What is the Cyberknife Radiosurgery?
The CyberKnife System is a minimally invasive treatment for malignant and non-cancerous tumors and other conditions requiring radiation therapy.
The CyberKnife System is a fully robotic radiation system that is the first and only of its kind, using Cutting-edge robotics and artificial intelligence technology,
Dr. John Adler, a neurosurgeon in Stanford, California, developed the CyberKnife idea in 1990. The CyberKnife System has been used to help thousands of cancer patients in different clinics for more than two decades.
This technique is now approved for many cancers, such as brain, breast, liver, lung, pancreatic, and prostate cancers.
How Does It Work?
CyberKnife procedure employs a technique that delivers exact radiation dosages while accounting for a tumor or patient movement in real-time.
During this treatment, a lightweight linear accelerator is mounted on an industrial robot, allowing precise treatment.
These treatments are usually completed in one to five sessions. Each session can take anything from 60 to 90 minutes to perform.
In the video below, Dr. Sean Collins of Georgetown University Hospital gives a detailed illustration of how the treatment works.

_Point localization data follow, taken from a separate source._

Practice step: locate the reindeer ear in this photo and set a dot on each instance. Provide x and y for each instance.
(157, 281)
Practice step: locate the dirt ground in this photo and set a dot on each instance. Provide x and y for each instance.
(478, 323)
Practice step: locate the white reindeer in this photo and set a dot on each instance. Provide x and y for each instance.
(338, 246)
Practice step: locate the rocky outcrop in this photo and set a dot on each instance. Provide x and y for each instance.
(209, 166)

What Kind of Cancer is CyberKnife used for?
- Inoperable or surgically complex tumors
Side Effects of the Treatment
- Breathing difficulties
- Haemoptysis (coughing up blood)
- Radiation pneumonitis
- Radiation fibrosis
- Complications (such as pneumothorax) resulting from fiducial marker insertion
- Exposure to airways and/or nearby tissue
What is the difference between radiation and CyberKnife?
Since CyberKnife can target diseased tissue and deliver radiation to a margin of one to five millimeters around a tumor, it is more accurate than standard radiation therapy.

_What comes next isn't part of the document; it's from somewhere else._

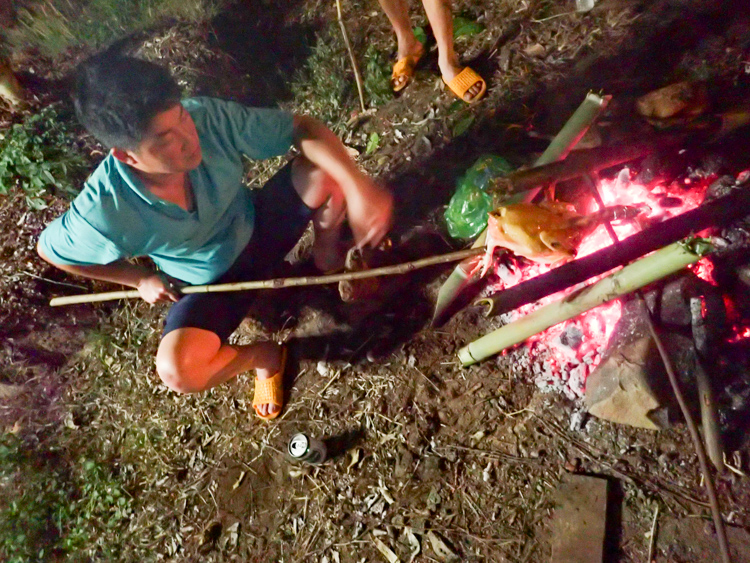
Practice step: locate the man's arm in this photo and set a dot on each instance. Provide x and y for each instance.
(149, 284)
(368, 206)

This technique uses high doses of highly targeted radiation to eliminate a tumor or destroy a lesion efficiently. It is a non-invasive treatment used to treat tiny tumors and other medical diseases as an effective alternative to surgery or traditional standard fractionated radiation therapy.
CyberKnife employs image-guided localization of a target with a large number of radiation beams to limit the exposure to normal structures nearby.
What is the success rate of CyberKnife?
A 2012 research compared CyberKnife to conventional radiotherapy for patients with advanced high-risk tumors.
They concluded that the short-term outcomes of the patients treated with CyberKnife were better.
Patients showed improved quality of life and a significant rate of alleviation of ascites (~67%).